By Aaron Aupperlee
New method developed by Carnegie Mellon University researchers allows robots to ‘learn from nature’
The robot watched Shikhar Bahl open the refrigerator door. He recorded his movements, the swinging of the door, the location of the refrigerator and more, analyzing this data and preparing to imitate what Bahl had done.
It failed at first, completely missing the handle at times, grabbing it in the wrong place, or pulling it incorrectly. But after a few hours of practice, the robot succeeded and opened the door.
“Imitation is a great way to learn,” says Bahl, a doctoral student at Carnegie Mellon University’s Robotics Institute (RI). Informatic school. “Getting robots to actually learn by looking directly at humans remains an unsolved problem in the field, but this work takes an important step to enable that capability.”
Bahl worked with Deepak Pathak and Abhinav Gupta, both RI faculty members, to develop a new learning method for robots called WHIRL, short for In-the-Wild Human Imitating Robot Learning. WHIRL is an efficient algorithm for unique visual imitation. It can learn directly from videos of human interaction and generalize this information to new tasks, making robots well suited for learning household chores.
People constantly perform various tasks at home. With WHIRL, a robot can observe these tasks and gather the video data it needs to eventually figure out how to perform the job itself.
The team added a camera and its software to a ready-to-use robot, and it learned to perform more than 20 tasks – from opening and closing appliances, cabinet doors and drawers to putting a lid on a pan, pushing a chair and even pulling a trash bag out of the trash can.
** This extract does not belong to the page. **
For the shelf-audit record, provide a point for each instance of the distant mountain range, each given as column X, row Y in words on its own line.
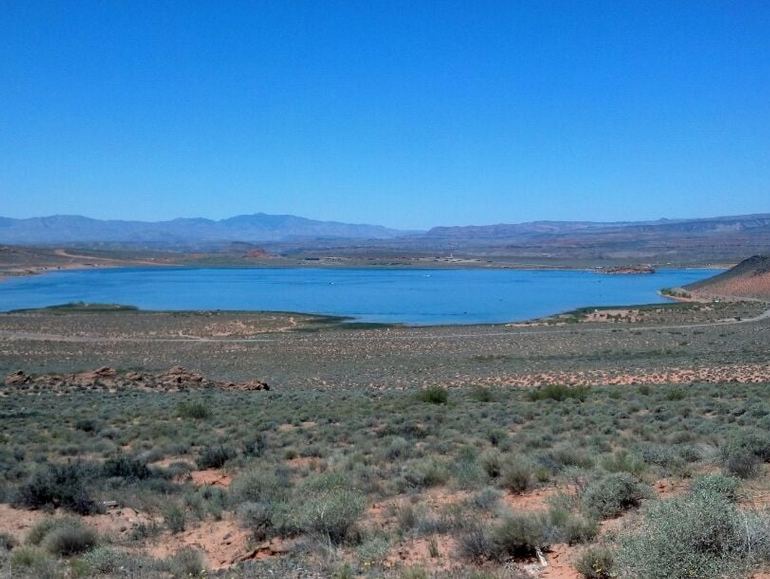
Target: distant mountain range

Each time, the robot watched a human complete the task once, then practiced and learned to complete the task on its own. The team presented their research this month at the Robotics: Science and Systems conference in New York.
“This work presents a way to bring robots into the home,” says Pathak, an assistant professor at RI and a member of the team. “Instead of waiting for robots to be programmed or trained to successfully perform different tasks before deploying them in people’s homes, this technology allows us to deploy the robots and teach them how to perform tasks, while adapting to their surroundings and improving just by looking.”
Current methods of teaching a task to a robot are generally based on learning by imitation or reinforcement. In imitation learning, humans manually operate a robot to teach it to perform a task. This process must be repeated several times for a single task before the robot learns. In reinforcement learning, the robot is typically trained on millions of examples in simulation and then asked to adapt that training to the real world.
Both learning models work well when teaching a robot a single task in a structured environment, but they are difficult to scale and deploy. WHIRL can learn from any video of a human performing a task. It is easily scalable, not limited to a specific task, and can work in realistic home environments. The team is even working on a version of WHIRL trained by watching human interaction videos on YouTube and Flickr.
Advances in computer vision have made the work possible. Using models trained on internet data, computers can now understand and model motion in 3D. The team used these models to understand human movement, facilitating WHIRL training.
With WHIRL, a robot can perform tasks in its natural environment. Appliances, doors, drawers, lids, chairs and trash bag have not been modified or manipulated to fit the robot. The robot’s first attempts at a task ended in failure, but once it had a few successes, it quickly figured out how to accomplish it and mastered it.
Although the robot may not accomplish the task with the same movements as a human, that is not the goal. Humans and robots have different parts and they move differently. What matters is that the end result is the same. The door is open. The switch is off. The tap is open.
“To evolve robotics in nature, data must be reliable and stable, and robots must improve in their environment by training themselves,” says Pathak.